Inquinamento atmosferico: confermata la connessione con l'insorgenza del tumore al polmone
Emissioni in atmosfera

Inquinamento atmosferico: confermata la connessione con l’insorgenza del tumore al polmone

Inquinamento atmosferico: confermata la connessione con l'insorgenza del tumore al polmone

Lo studio condotto in 9 Paesi europei. Krogh (Istituto Tumori di Milano): "In Italia la situazione più difficile; bisogna rendere più severi i limiti"

Che l’inquinamento atmosferico fosse un agente di rischio per la salute umana è un fatto da tempo risaputo. Ora arriva però una conferma scientifica della stretta connessione tra cattiva qualità dell’aria e, soprattutto, tumori al polmone. Il risultato si deve ad una ricerca europea pubblicata dalla rivista Lancet Oncology. Svolto su un campione di 300 mila persone residenti in 9 Paesi comunitari, tra cui anche l’Italia, è il primo studio di questo genere, da cui deriva che ad essere più pericolose sono le polveri sottili tossiche, come particolato Pm10 e Pm2,5, emesse per la maggior parte dai motori diesel, dagli impianti di riscaldamento e dalle attività industriali.

I dati così raccolti dimostrano che più alta è la concentrazione di inquinanti nell’atmosfera maggiore è il rischio di sviluppare questo tipo di patologia. Le persone che hanno partecipato al lavoro sono state reclutate negli anni Novanta, tutte di età compresa tra i 43 e i 73 anni, e sono state osservate per un periodo di circa 13 anni, registrando per ciascuno gli spostamenti dal luogo di residenza iniziale. Del campione osservato hanno sviluppato il cancro ai polmoni 2095 individui.  

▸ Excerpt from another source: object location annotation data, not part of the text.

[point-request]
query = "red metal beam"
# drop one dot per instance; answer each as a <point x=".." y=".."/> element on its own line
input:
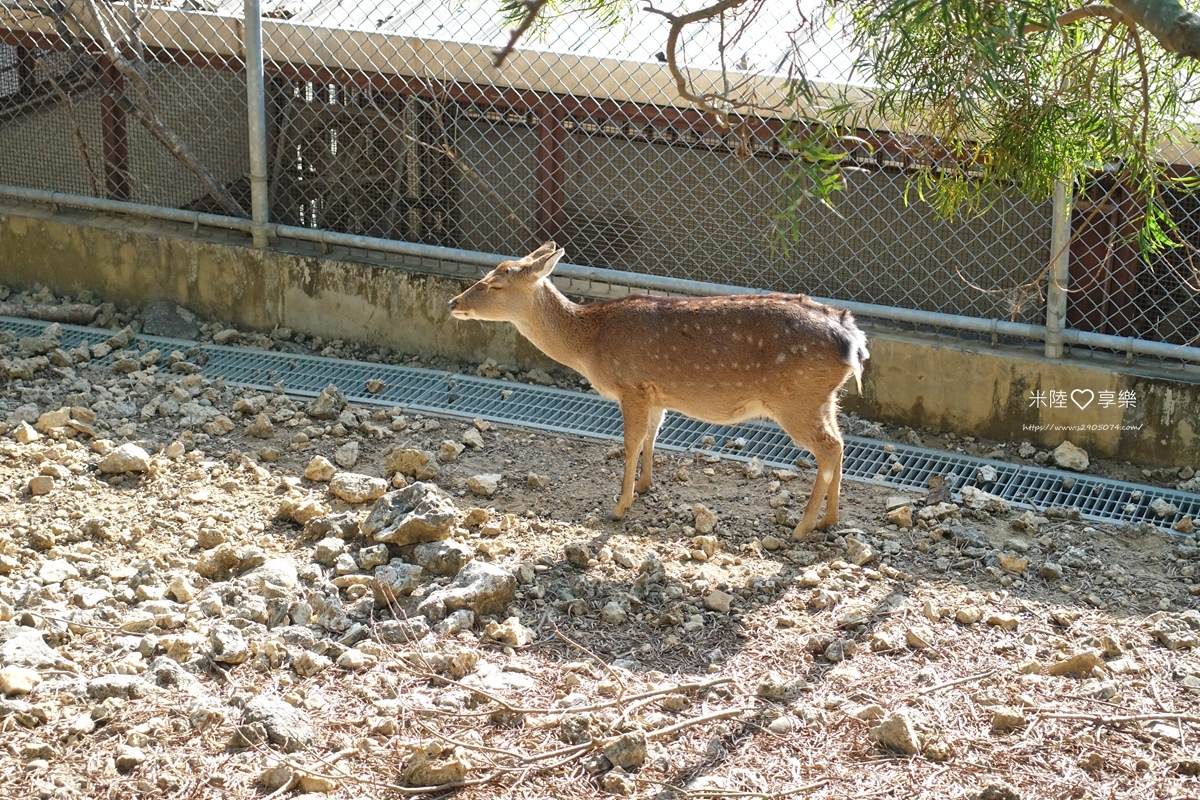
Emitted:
<point x="551" y="173"/>
<point x="115" y="132"/>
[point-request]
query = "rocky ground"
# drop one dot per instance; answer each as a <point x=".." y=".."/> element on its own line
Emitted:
<point x="216" y="593"/>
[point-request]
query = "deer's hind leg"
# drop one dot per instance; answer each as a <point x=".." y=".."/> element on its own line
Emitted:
<point x="815" y="427"/>
<point x="636" y="416"/>
<point x="646" y="476"/>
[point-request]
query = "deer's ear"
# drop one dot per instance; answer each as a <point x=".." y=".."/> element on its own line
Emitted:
<point x="541" y="266"/>
<point x="541" y="252"/>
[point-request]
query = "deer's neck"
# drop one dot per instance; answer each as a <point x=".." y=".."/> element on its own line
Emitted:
<point x="555" y="326"/>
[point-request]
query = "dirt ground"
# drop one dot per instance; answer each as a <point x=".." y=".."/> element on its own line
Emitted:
<point x="982" y="653"/>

Nello specifico, è stato dimostrato che per ogni incremento di 10 microgrammi di Pm10 per metro cubo presenti nell’aria il rischio di tumore al polmone aumenta del circa il 22%. Una percentuale alta, che aumenta ancora di più, fino al 51%, per una particolare tipologia di tumore, l’adenocarcinoma, che si sviluppa in un significativo numero di non fumatori, dal momento che il fumo da sigaretta rimane il primo imputato per l’insorgere di questo tipo di malattia.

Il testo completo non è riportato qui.